So, here is a picture of my sweet baby girls. Laura is four and she is holding Harper, who
is two.
Laura’s first surgery was to fix the cleft palate, which is
the hole in the roof of her mouth.
I
took her to the hospital Friday morning, September 20th. We were told to arrive at 8am, but of course,
it was just after 11am when we were finally taken to the prep room, three hours
can be very long when you’re holding a
four year old who hasn’t had anything to eat or drink since midnight. The staff met me in the pre-operating room
and explained the procedure. Then, they gave Laura a much needed sedative and
let me carry her to the operating room and hold her hand until she fell
asleep.
The staff were wonderful, but let me just say here that this
is the sixth time I’ve had to watch one of my babies fall asleep and leave them
in the hands of perfect strangers. It’s
not getting easier. I realized as I
walked out of that waiting room that I will never get used to it. It’s that same pang I feel as the school bus
disappears around the corner every morning, only this time, I’ve just signed a
release form that fills up a whole page of single space type and include the
phrase, “possible death.”
I went back to my corner in the waiting room and paced the
floor. The surgery took three hours.
Apparently, they are sometimes able to just sew the two sides of a cleft palate
together, but Laura’s hole was so large, they actually cut a patch of skin from
the back of her throat and used it as a patch.
If they cut the skin off entirely it would die, so they cut a three
sided flap and pulled it into her mouth and sewed it in place. It’s still attached to her throat and the air
from her nose comes down either side of the skin flap.
She stayed three days in the Pediatric Intensive Care Unit
because they were worried her throat might swell and hinder her breathing. The white thing in her nose is a tube that
goes through her nasal cavity to ensure an unblocked airway. She looked so bad when she first got out of
surgery, I didn’t take any photos of her mouth.

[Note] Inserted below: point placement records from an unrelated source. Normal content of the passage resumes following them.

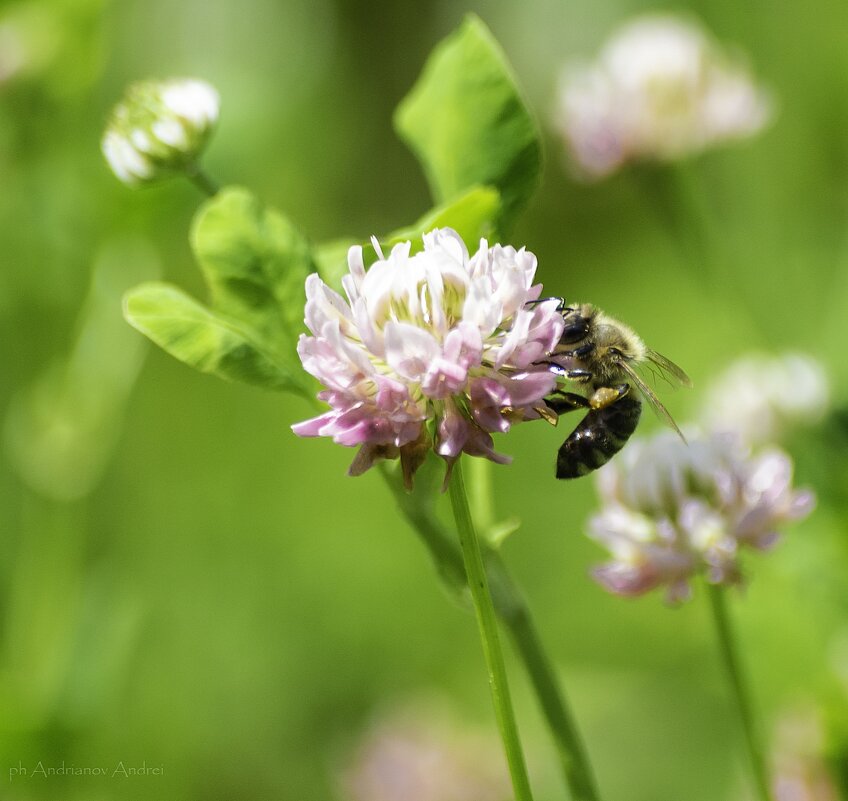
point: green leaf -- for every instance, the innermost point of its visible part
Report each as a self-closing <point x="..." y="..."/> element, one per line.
<point x="472" y="216"/>
<point x="255" y="264"/>
<point x="254" y="261"/>
<point x="206" y="340"/>
<point x="466" y="122"/>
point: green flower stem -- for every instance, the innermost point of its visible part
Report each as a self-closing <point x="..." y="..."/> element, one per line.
<point x="512" y="609"/>
<point x="569" y="746"/>
<point x="202" y="181"/>
<point x="730" y="657"/>
<point x="478" y="583"/>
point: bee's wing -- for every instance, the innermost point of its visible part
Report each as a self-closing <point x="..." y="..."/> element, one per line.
<point x="669" y="368"/>
<point x="651" y="397"/>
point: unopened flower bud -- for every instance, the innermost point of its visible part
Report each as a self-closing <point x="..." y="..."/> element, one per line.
<point x="159" y="127"/>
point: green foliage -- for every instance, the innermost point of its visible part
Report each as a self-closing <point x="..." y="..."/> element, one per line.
<point x="467" y="124"/>
<point x="471" y="215"/>
<point x="255" y="264"/>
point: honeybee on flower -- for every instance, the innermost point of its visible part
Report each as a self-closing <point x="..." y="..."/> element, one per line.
<point x="436" y="349"/>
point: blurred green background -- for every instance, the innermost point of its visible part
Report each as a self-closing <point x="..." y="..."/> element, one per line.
<point x="186" y="584"/>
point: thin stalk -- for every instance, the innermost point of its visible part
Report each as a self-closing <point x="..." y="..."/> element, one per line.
<point x="512" y="609"/>
<point x="478" y="583"/>
<point x="569" y="746"/>
<point x="741" y="695"/>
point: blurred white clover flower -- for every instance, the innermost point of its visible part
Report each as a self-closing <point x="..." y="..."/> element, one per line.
<point x="660" y="89"/>
<point x="672" y="511"/>
<point x="800" y="770"/>
<point x="159" y="127"/>
<point x="418" y="752"/>
<point x="760" y="396"/>
<point x="430" y="350"/>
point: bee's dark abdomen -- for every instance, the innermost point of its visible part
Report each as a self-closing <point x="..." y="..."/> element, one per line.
<point x="599" y="436"/>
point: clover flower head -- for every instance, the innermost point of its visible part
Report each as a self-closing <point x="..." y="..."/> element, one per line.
<point x="659" y="90"/>
<point x="429" y="350"/>
<point x="419" y="752"/>
<point x="799" y="764"/>
<point x="760" y="396"/>
<point x="672" y="511"/>
<point x="160" y="127"/>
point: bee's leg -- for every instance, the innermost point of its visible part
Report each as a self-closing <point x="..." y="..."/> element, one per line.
<point x="563" y="402"/>
<point x="605" y="396"/>
<point x="561" y="306"/>
<point x="575" y="374"/>
<point x="577" y="353"/>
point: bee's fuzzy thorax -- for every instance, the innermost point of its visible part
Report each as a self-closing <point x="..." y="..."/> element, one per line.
<point x="616" y="334"/>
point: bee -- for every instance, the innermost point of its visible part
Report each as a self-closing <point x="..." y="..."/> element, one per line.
<point x="601" y="353"/>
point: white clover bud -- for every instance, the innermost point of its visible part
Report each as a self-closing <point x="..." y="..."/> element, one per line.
<point x="159" y="127"/>
<point x="672" y="511"/>
<point x="759" y="397"/>
<point x="421" y="753"/>
<point x="800" y="768"/>
<point x="659" y="90"/>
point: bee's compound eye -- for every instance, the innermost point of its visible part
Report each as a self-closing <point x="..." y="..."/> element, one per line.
<point x="575" y="329"/>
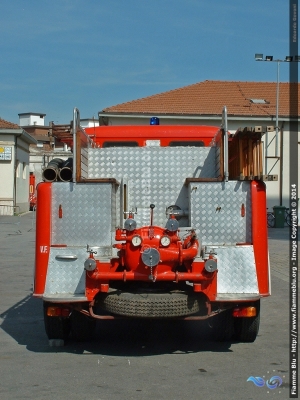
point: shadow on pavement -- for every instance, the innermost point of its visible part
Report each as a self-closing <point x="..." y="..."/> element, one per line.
<point x="122" y="337"/>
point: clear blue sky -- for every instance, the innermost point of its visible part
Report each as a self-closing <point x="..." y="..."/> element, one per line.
<point x="92" y="54"/>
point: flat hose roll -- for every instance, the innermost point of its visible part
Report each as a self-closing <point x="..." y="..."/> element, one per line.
<point x="66" y="171"/>
<point x="50" y="173"/>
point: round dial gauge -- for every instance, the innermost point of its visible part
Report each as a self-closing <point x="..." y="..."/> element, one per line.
<point x="136" y="240"/>
<point x="165" y="241"/>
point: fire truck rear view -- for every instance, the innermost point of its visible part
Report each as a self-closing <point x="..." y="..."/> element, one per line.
<point x="156" y="222"/>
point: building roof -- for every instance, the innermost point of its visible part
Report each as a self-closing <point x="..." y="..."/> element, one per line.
<point x="257" y="99"/>
<point x="9" y="125"/>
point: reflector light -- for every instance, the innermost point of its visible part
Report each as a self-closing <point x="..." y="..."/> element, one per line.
<point x="244" y="312"/>
<point x="154" y="121"/>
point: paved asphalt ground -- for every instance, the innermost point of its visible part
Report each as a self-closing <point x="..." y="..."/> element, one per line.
<point x="127" y="360"/>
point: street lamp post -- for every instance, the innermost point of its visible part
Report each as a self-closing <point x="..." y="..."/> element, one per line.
<point x="259" y="57"/>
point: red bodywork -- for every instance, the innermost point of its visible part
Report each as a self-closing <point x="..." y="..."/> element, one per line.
<point x="130" y="265"/>
<point x="32" y="191"/>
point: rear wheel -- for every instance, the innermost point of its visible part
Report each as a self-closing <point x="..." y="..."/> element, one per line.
<point x="246" y="328"/>
<point x="82" y="326"/>
<point x="56" y="327"/>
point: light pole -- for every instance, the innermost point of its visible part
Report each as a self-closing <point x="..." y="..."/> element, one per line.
<point x="260" y="57"/>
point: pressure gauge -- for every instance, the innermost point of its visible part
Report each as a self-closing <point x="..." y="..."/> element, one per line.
<point x="165" y="241"/>
<point x="136" y="240"/>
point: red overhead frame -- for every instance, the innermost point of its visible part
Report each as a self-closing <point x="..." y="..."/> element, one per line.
<point x="165" y="134"/>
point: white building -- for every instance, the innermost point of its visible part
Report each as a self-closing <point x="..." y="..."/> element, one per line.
<point x="14" y="168"/>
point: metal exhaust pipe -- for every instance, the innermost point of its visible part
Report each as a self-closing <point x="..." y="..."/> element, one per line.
<point x="66" y="171"/>
<point x="50" y="173"/>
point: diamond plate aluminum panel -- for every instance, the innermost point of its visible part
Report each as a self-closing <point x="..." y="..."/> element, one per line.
<point x="153" y="175"/>
<point x="236" y="270"/>
<point x="215" y="211"/>
<point x="66" y="276"/>
<point x="88" y="213"/>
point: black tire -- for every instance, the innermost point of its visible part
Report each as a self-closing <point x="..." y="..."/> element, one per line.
<point x="223" y="326"/>
<point x="270" y="220"/>
<point x="56" y="327"/>
<point x="82" y="327"/>
<point x="246" y="329"/>
<point x="151" y="305"/>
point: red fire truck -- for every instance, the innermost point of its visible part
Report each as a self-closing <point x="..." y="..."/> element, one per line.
<point x="32" y="191"/>
<point x="155" y="222"/>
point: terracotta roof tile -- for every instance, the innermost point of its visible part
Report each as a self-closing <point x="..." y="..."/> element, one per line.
<point x="9" y="125"/>
<point x="209" y="97"/>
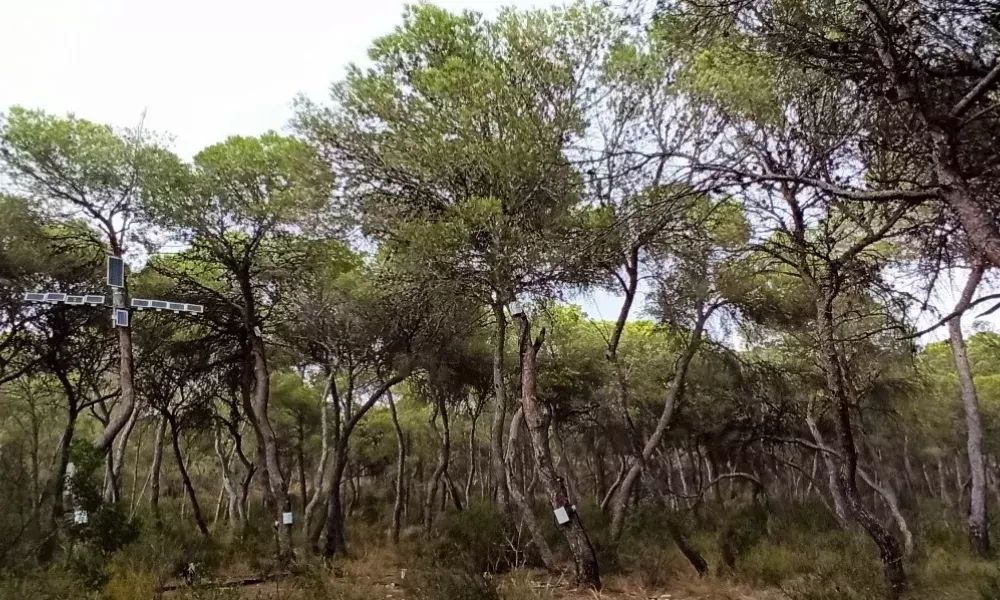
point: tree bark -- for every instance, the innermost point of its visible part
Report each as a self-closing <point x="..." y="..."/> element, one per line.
<point x="499" y="409"/>
<point x="188" y="487"/>
<point x="979" y="539"/>
<point x="397" y="507"/>
<point x="261" y="397"/>
<point x="836" y="386"/>
<point x="126" y="369"/>
<point x="538" y="417"/>
<point x="154" y="486"/>
<point x="524" y="508"/>
<point x="334" y="526"/>
<point x="619" y="504"/>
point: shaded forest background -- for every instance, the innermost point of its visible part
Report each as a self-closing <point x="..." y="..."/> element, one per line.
<point x="387" y="363"/>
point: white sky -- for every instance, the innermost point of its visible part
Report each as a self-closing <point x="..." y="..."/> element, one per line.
<point x="202" y="70"/>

There was dried blood all over her face and it was caked on in thick
layers. We just left it until the last
day because she was so sensitive to touch. This picture was taken the third
day, after we got her cleaned up a little.
The staff told me we could leave her alone in the PICU, but
there was NO WAY I was going to let my little girl wake up in a strange place
and in pain with no one familiar to comfort her. Bill and I ended up alternating 12 hour
shifts over the weekend. The surgery was
Friday and by Monday morning when she was discharged, we were wiped out.
She was in surgery again on November 20th for
some dental work. We found a dentist who
is specializes in cleft palate patients.
She only had four cavities, but he recommended putting her under since
the unique anatomy of cleft palate children means they can’t always guarantee
their mouth will be numb at the needed spot.
So, she was under anesthesia for the seventh time, but just for an
hour.
The final surgery was Friday, December 13th. This time, she was the first patient on the
docket, so we didn’t have the long, hungry wait. We went through the same routine, with the
same release forms and I handed my baby over to relative strangers for the eighth
time. It never gets any easier, but this
was especially hard because it took all day long. They did a great job of updating me every
hour, but man, that was a long day.
This time, they worked on her whole face. They sewed the extra opening on her left
cheek. They released the skin from her
bone on her right side and
They told me that the few hours just after surgery would be
the best that she would look for a long while and they were right. She started to swell up the next day and then
the areas with stitches turned bright red as they started dissolving.